He quizzed me on his show, ‘UpFront with Karan Thapar’, on April 29 on the zig-zag nature of unemployment rates being put out by CMIE recently. The rate rose during December, January and February. But it dipped sharply in March 2019. It was shooting up during the first three weeks of April, but then it nose-dived last week.
 
I explained that, a few deviations apart, the trend was undeniably one of a rising unemployment rate.
 
The debate after this explanation turned out to be very engaging. I avoid participating in TV debates and Karan was kind to excuse me.
 
Dr Shamika Ravi, Director of Research at Brookings India and member of the Economic Advisory Council to the Prime Minister was dismissive of the CMIE data on unemployment. She stated that she did not take CMIE data seriously. That's her choice. But, I take her several remarks on Karan Thapar's show seriously.
 
A point she made repeatedly was that CMIE did not release the standard error of its estimates. Well, if she was seriously looking for those estimates and did not find them, all she had to do was to ask.
 
So far, only one economist, of Indian Statistical Institute, asked for standard errors of the estimates, and we provided these in March 2019.
 
Dr Ravi said that she would start putting faith in CMIE estimates the day we put out standard errors systematically. We make a beginning here.
 
In the first week of April, the unemployment rate was estimated at 7.91 per cent with a standard error of 0.006195. During the second, third and fourth weeks of April, the unemployment rate and the corresponding standard errors were 8.06 and 0.005309, 8.38 and 0.007408, and 6.65 and 0.005139, respectively. As is evident from these, the standard errors are so low that the estimates are likely to be correct with a probability of 95 per cent up to the first place after decimal. We, therefore, mostly report the unemployment rate up to the first place after the decimal point.
 
The average standard error of our weekly estimates of the unemployment rate is 0.0064. By comparison, standard error of the monthly estimates is much smaller at 0.0032. So, we consider the monthly estimates to be a lot more robust than the weekly estimates. This is no rocket science.
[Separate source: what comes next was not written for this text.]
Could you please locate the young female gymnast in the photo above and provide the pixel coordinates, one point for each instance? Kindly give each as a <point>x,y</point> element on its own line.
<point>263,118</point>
It is easy for even an undergraduate statistics student to expect a low standard error if the sample is large. The sample for our weekly estimates is of the order of 30,000 respondents and that for the monthly estimates is 130,000 with minor variations every week or month.
 
Veteran psephologist, accomplished academic and ever-gentle politician, Yogendra Yadav, patiently explained to Dr Ravi on the show that the CMIE sample was large enough to dispel her doubts, but to little avail.
 
The second point Dr Ravi made was that we do not control for seasonality. There are two problems she needs to understand here. First, adjusting for seasonality requires a long time series of monthly estimates. CMIE is the only organisation that produces monthly estimates of unemployment for India and its effort is only 3 years and 4 months old so far. We require at least 5 years of monthly data before we start working on seasonality. Second, the available monthly series was disrupted by the shock of demonetisation.
 
The third criticism by Dr Ravi was that the definitions used by CMIE are 'curious'. She seemed to suggest that CMIE considers people who are not employed, not looking for jobs but desirous of jobs as unemployed. She is completely wrong. CMIE's definition of an unemployed person is one who is not employed, is actively looking for job but is not able to find one. This is what she said is the ILO definition. But, this is the CMIE definition.
 
The fourth point was that CMIE's data are proprietary, where all kinds of puzzling things happen. With the display of her limited knowledge of the CMIE dataset on Thapar's show, it is understandable that she is puzzled. But, is Dr Ravi suggesting that datasets produced by private agencies should not be used? Will she dismiss the surveys conducted by Brookings Institution, similarly?
 
It would have been better for Dr.Ravi to answer Karan Thapar's question to her — on whether the unemployment situation had got worse than it was during UPA or after 2017-18 — rather than displaying her disdain and ignorance of the CMIE datasets.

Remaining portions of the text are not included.